= Added value =

Used as a measure of shareholder value in the financial analysis of shares

Added value in financial analysis of shares is to be distinguished from value added. It is used as a measure of shareholder value, calculated using the formula:

Added Value = The selling price of a product - the cost of bought-in materials and components

Added Value can also be defined as the difference between a particular product's final selling price and the direct and indirect input used in making that particular product. It can also be said to be the process of increasing the perceived value of the product in the eyes of the consumers (formally known as the value proposition).

The difference is profit for the firm and its shareholders after all the costs and taxes owed by the business have been paid for that financial year. Value added, or any related measure may help investors decide if this is a business that is worthwhile investing on, or that there are other and better opportunities (fixed deposits, debentures).

== Example ==
A jewelry business could display products in an attractive display or offer a gift wrapping service. These changes could make customers more willing to pay a higher price for products that appear to be of higher quality.

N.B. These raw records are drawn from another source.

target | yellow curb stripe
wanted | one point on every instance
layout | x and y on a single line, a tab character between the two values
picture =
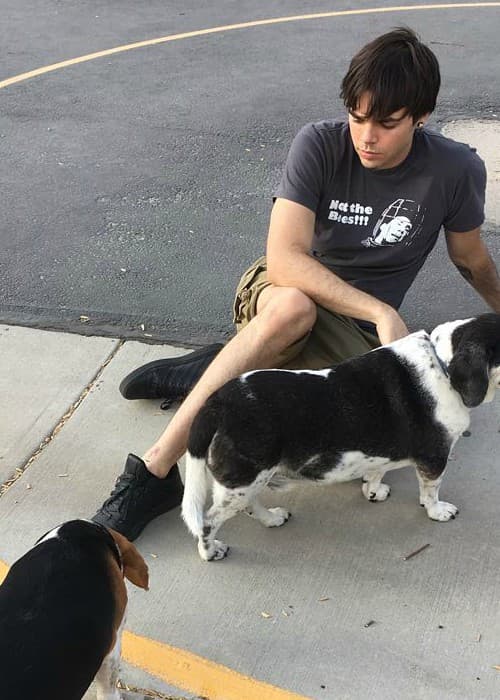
231	27
189	672
195	674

== Other consultancy measures ==

For other consultancy measures for shareholder value, see

- Economic value added
- Market value added

== Distinction from other value measures ==
In business analysis, value added usually refers to the additional value created by transforming inputs into a product or service. Corporate Finance Institute defines value added as the extra value created over and above the original value of something before it is offered to the end customer.

In shareholder-value analysis, however, the more common measures are metrics such as economic value added (EVA) and shareholder value analysis, which attempt to measure whether a company has created wealth in excess of its cost of capital. ACCA notes that economic value added is one way of measuring the increase in shareholder wealth achieved by a company.